Bila Allah Tak Lagi Ditakuti
Bila Allah Tak Lagi Ditakuti
Bayangkan ada dua
orang. Salah satunya tahu betul bahwa ia akan bertemu dengan Allah dan menyadari
bahwa setiap tindakannya ada pertanggungjawaban. Satu lagi, sebaliknya,
beranggapan ia tidak harus berhubungan dengan orang lain. Tentu saja, terdapat
perbedaan menyolok bagaimana kedua orang ini mngkondisikan dirinya. Seseorang
yang tidak memiliki rasa takut kepada Allah hampir pasti menyukai perbuatan dosa
dan mengabaikan tindakan tak bermoral bila ia merasa senang melakukannya.
Seseorang, yang tega membunuh manusia, misalnya, tanpa alasan jelas atau bukan
untuk kepentingan kemanusiaan, melakukan hal itu karena ia tidak takut kepada
Allah. Jika ia memegang teguh keimanan kepada Allah dan hari akhir, ia tidak
akan tega melakukan apa pun yang tak bisa dipertanggungjawabkannya di hari akhir
kelak.
Dalam Al Qur'an, sejarah putra-putra Nabi Adam AS, diberikan
sebagai contoh untuk menggugah perhatian kita tentang perbedaan menyolok antara
orang yang takut dan tidak kepada Allah.
Ceritakanlah kepada mereka kisah kedua putera Adam (Habil dan
Qabil) menurut yang sebenarnya, ketika keduanya mempersembahkan korban, maka
diterima dari salah seorang dari mereka berdua (Habil) dan tidak diterima dari
yang lain (Qabil).
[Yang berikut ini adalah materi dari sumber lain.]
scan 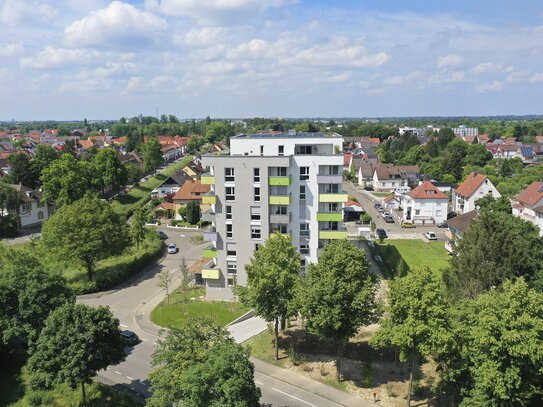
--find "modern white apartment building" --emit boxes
[201,132,348,300]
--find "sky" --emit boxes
[0,0,543,120]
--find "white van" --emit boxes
[394,186,411,195]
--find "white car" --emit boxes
[426,232,437,240]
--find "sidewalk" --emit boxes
[251,358,376,407]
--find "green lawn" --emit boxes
[374,239,450,277]
[111,156,193,216]
[151,288,250,327]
Ia berkata (Qabil) : 'Aku pasti membunuhmu !'. Berkata Habil,
'Sesungguhnya Allah hanya menerima (korban) dari orang-orang yang bertakwa.'
'Sungguh kalau kamu menggerakkan tangan kepadaku untuk membunuhku, aku
sekali-kali tidak akan menggerakkan tanganku kepadamu untuk membunuhmu.
Sesungguhnya aku takut kepada Allah, Tuhan seru sekalian alam.' (Al Maidah : 27
- 28).
Orang yang tidak memiliki rasa takut kepada Allah tega membunuh
saudara kandungnya sendiri tanpa perasaan, meskipun saudaranya tersebut tidak
bersalah, sementara si korban, meskipun diancam dengan kematian, ia mengatakan
bahwa ia tidak akan membunuh saudaranya tersebut. Inilah konsekuensi rasa takut
kepada Allah. Demikianlah, seseorang yang dahulunya memiliki mrasa takut kepada
Allah, kemudian melakukan pembunuhan, penganiayaan, dan ketidakadilan, pendek
kata hal-hal yang tidak diridloi oleh Allah, akan hancur.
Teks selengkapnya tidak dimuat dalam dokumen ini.